Challenges we ran into

  • Coordinate Translation: Claude's Computer Use returns coordinates in the submitted screenshot's pixel space. Translating those back into AppKit global screen coordinates—while accounting for multi-display layouts, secondary monitors, and Retina scaling—required precise math and rigorous testing.
  • Pipeline Latency: Chaining ScreenCaptureKit to Groq Whisper, then to a routing LLM (Gemini), and potentially to another LLM (Claude) before hitting a TTS engine meant battling latency at every step to maintain a real-time "companion" feel.
  • State Management: Orchestrating complex asynchronous flows and instantly canceling in-flight network or audio requests the millisecond a user releases a hotkey was tricky and led to race conditions until we perfected our state machine.

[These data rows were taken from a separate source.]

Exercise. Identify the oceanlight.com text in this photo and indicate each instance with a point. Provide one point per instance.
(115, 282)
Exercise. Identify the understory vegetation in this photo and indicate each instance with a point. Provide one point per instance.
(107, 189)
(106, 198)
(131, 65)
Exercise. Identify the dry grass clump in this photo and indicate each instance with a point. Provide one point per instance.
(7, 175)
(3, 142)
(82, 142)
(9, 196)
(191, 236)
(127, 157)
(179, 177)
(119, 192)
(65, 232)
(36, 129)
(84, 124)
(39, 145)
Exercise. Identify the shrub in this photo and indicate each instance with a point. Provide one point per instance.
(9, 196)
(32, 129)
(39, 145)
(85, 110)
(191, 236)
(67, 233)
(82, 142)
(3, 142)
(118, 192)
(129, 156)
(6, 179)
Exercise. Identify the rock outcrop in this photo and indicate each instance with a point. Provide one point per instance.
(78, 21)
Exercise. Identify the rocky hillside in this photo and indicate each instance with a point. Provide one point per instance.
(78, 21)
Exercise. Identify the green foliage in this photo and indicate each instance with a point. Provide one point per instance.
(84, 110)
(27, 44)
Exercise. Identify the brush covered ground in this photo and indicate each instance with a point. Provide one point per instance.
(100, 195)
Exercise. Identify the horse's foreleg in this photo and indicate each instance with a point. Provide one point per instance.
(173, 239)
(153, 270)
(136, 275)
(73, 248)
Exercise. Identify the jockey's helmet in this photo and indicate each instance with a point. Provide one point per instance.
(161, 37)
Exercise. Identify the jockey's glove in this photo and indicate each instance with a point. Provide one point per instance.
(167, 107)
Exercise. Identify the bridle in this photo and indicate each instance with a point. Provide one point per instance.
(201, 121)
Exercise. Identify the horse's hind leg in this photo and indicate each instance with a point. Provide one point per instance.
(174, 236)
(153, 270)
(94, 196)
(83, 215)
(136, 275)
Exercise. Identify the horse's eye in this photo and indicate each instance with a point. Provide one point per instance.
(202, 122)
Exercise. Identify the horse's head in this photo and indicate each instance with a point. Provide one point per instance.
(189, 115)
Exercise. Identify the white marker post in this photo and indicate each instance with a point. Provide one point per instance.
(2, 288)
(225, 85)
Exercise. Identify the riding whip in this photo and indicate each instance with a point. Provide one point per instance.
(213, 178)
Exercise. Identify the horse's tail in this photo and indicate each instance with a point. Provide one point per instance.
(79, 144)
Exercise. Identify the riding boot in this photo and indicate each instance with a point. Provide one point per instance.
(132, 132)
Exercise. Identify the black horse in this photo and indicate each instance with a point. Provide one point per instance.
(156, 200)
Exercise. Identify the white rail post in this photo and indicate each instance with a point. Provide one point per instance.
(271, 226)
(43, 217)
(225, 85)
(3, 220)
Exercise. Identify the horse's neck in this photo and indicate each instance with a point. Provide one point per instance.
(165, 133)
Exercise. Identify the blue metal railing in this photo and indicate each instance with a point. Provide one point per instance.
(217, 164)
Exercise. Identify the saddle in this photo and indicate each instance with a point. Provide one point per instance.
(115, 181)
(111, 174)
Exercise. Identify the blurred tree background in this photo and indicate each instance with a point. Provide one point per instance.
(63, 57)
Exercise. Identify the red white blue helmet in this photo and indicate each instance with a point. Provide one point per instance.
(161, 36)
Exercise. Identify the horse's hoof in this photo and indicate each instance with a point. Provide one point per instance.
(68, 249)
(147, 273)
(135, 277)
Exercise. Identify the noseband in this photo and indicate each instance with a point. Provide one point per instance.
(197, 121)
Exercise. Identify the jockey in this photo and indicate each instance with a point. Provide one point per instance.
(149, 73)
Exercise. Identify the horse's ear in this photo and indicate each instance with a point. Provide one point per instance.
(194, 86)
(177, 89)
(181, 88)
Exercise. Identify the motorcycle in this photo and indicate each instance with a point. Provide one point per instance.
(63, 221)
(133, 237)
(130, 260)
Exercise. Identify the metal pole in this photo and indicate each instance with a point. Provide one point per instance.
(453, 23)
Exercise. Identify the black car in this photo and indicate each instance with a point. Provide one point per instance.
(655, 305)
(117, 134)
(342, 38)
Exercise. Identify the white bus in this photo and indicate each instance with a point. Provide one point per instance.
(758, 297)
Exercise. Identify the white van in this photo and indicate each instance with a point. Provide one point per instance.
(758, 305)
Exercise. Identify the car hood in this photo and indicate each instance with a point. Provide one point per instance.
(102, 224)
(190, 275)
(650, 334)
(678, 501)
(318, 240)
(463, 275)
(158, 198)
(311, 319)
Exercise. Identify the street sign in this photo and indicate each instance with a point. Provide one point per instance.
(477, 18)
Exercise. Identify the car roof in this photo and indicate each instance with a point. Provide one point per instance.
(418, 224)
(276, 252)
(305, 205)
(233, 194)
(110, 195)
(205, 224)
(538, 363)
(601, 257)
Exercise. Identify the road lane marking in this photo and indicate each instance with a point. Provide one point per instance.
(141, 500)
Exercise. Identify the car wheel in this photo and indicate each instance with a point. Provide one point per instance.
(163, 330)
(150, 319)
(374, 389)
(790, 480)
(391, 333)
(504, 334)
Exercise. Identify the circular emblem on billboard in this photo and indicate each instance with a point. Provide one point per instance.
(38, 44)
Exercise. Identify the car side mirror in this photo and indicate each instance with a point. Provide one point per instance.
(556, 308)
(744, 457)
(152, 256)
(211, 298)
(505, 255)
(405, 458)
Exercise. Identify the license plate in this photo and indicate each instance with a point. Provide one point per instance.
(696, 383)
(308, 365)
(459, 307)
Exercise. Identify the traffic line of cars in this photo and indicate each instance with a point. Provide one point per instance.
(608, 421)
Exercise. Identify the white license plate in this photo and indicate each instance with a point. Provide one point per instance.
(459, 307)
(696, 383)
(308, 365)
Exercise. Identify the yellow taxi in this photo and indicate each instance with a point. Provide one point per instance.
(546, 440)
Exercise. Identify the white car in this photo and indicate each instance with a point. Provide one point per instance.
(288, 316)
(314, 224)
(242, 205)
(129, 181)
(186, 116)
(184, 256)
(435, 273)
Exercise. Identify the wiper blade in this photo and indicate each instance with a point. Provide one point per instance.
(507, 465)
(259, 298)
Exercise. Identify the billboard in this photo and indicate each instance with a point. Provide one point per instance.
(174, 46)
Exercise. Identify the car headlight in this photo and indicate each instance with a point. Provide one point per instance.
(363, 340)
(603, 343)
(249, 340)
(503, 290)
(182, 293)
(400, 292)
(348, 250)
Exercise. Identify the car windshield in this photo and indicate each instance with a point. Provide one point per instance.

Accomplishments that we're proud of

  • Cost Optimization via Tool Call Minimization: By intelligently routing requests and only invoking Claude's Computer Use when necessary, we successfully dropped the estimated operating cost to just ~$6 a month. We proved that premium assistive tech shouldn't require a $25/month subscription. Good models like Claude Computer or Computer Use by Perplexity cost ~$200.
  • 80% Image Cost Reduction via Resolution Scaling: Screenshots are downscaled to a max 1280px before being sent to any LLM, cutting image input tokens by over 80% on a MacBook Pro. The AI returns coordinates in downscaled pixel space — we then upscale them back using the original display dimensions to land the pointer precisely on the target at full Retina resolution.
  • The Academic Boundary: We successfully implemented a content-type-based refusal system rather than a brittle keyword filter. NarrAIt can intelligently distinguish between "What's the answer to this calculus question?" (Refuse) and "How do I format this heading?" (Allow).
  • True Guidance: We resisted the urge to automate the mouse. Getting the Cursor to land perfectly on the target without seizing control of the user's cursor proves our foundational philosophy works.

What we learned

  • Accessibility requires granular control. Realizing we needed distinct profiles to alter text density, TTS speed, and spatial descriptions fundamentally changed our UI approach.
  • Working with beta models like Claude's Computer Use requires robust error handling, especially when mapping AI-generated coordinates to physical screen pixels.
  • Audio handling in macOS combined with real-time API streaming is incredibly powerful when properly managed through a strict, centralized state machine.

What's next for narrAIt

Our immediate next step is turning our single-click "cursor-buddy" into a multi-step software walkthrough. We want NarrAIt to guide the user to the first click, use ScreenCaptureKit to verify the click actually happened, and then seamlessly continue to the next step until the entire task is finished. The ultimate goal is to evolve NarrAIt into a patient teaching assistant for every software workflow a student encounters.